1This drench must be tested and shown to be effective on your property
2Drench refers to anthelmintics regardless of route of administration
3Drench groups are the chemical family to which an ‘active’ belongs. An ‘active’ is the chemical in a drench responsible for killing worms. Some drenches contain more than one active and are called ‘multi-active’ or ‘combination’ drenches. See Drench groups and actives .
When using anthelmintic products in goats, a veterinary prescription is often required because:
- Goats require a different dose rate and withholding period than specified on most products, even for many registered goat drenches.
- Most sheep drenches are useful, but not registered for use in goats.
While cattle drenches can be used at the label rates on goats in South Australia and sheep drenches on goats in Victoria, a veterinary prescription is still required for dose rates recommended for goats.
This is an up-to-date, integrated regional worm control program for goats in Victoria. It builds upon earlier programs and accumulated knowledge (Including from the University of Melbourne’s Mackinnon Project), new information from the Integrated Parasite Management in Sheep project, funded by Australian Wool Innovation and ‘Parasite control in southern prime lamb production systems’, funded by Meat and Livestock Australia.
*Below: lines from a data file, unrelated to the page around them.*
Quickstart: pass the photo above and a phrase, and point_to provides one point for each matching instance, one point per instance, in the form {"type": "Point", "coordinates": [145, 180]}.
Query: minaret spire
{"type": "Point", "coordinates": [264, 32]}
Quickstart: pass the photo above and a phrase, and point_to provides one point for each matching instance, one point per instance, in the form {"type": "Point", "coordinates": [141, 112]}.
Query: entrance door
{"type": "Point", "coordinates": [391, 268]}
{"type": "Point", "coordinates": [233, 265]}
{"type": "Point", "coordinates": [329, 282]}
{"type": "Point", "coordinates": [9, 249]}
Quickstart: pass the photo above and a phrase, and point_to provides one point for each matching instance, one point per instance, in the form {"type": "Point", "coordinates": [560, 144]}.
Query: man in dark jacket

The program aims to improve the profitability and welfare of your goats through:
- fewer deaths and illness from worms
- fewer drenches, particularly long-acting drenches
- improved productivity
- prolonged life of drenches
Maxine Lyndal-Murphy (private consultant), Sandra Baxendell (Goat Veterinary Consultancies—goatvetoz), Lewis Kahn (ParaBoss), Deborah Maxwell (ParaBoss), David Hucker (Para-Tech Veterinary Services [Vic]), John Larsen (Mackinnon Project, University of Melbourne) and Graham Lean (Graham Lean and Associates).
This document is based on the sheep WormBoss regional program with changes supported by the Goat Industry Council of Australia and funded by Meat and Livestock Australia through the project ‘Expansion of WormBoss Website to Include Goats B.GOA.0120’.
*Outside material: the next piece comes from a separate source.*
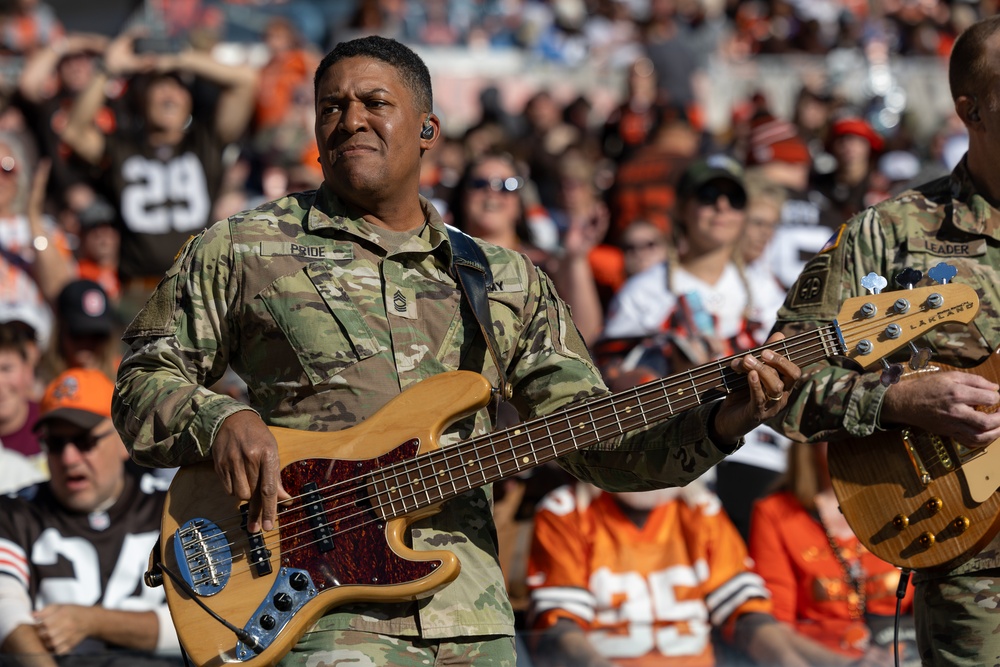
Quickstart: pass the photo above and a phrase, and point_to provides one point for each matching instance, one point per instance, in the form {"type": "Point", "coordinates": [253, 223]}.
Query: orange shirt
{"type": "Point", "coordinates": [807, 582]}
{"type": "Point", "coordinates": [646, 596]}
The contribution of David Rendell to this program is acknowledged as is the research performed by scientists from the former CSIRO Division of Animal Health, the Victorian and South Australian Departments of Primary Industries (or their equivalent), The Mackinnon Project (University of Melbourne School of Veterinary Science) and the cumulative knowledge and experience of sheep consultants in this region (often published in Proceedings of the Australian Sheep Veterinarians, a special interest group of the Australian Veterinary Association).
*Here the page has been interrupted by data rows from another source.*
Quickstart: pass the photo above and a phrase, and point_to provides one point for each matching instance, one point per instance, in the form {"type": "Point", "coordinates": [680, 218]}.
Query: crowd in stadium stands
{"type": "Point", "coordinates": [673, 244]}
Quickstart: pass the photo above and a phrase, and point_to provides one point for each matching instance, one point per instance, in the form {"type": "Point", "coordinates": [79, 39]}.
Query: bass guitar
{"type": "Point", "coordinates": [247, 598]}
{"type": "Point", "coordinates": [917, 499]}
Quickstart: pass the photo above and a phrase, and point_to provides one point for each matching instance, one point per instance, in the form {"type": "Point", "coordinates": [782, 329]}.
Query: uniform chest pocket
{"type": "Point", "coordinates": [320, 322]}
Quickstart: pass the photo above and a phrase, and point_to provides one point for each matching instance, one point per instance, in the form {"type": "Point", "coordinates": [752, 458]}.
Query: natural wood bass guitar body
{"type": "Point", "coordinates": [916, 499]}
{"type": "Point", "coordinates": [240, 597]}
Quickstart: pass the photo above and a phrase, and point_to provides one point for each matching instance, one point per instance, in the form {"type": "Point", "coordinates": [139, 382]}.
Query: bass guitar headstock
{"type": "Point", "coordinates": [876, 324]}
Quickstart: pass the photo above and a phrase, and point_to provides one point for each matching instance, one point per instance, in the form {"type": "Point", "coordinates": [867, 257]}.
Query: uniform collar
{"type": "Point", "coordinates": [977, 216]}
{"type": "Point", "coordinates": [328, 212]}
Each regional WormBoss worm control program has been developed from local research results and experience proven to be relevant and successful for most farms in the region. ParaBoss and the University of New England acknowledge that this is not the only method of worm control in the region and more refined programs can be developed in consultation with your worm management advisor/veterinarian using information and knowledge specific to your property and goats. Future events cannot reliably be predicted accurately. ParaBoss and the University of New England make no statement, representations or warranties about the accuracy or completeness of, and you should not rely on any information relating to the WormBoss worm control program (Information). ParaBoss and the University of New England disclaims all responsibility for the Information and all liability (including without limitation liability and negligence) for all expenses, costs, losses and damages you may incur as a result of the Information being inaccurate or incomplete in any way for any reason.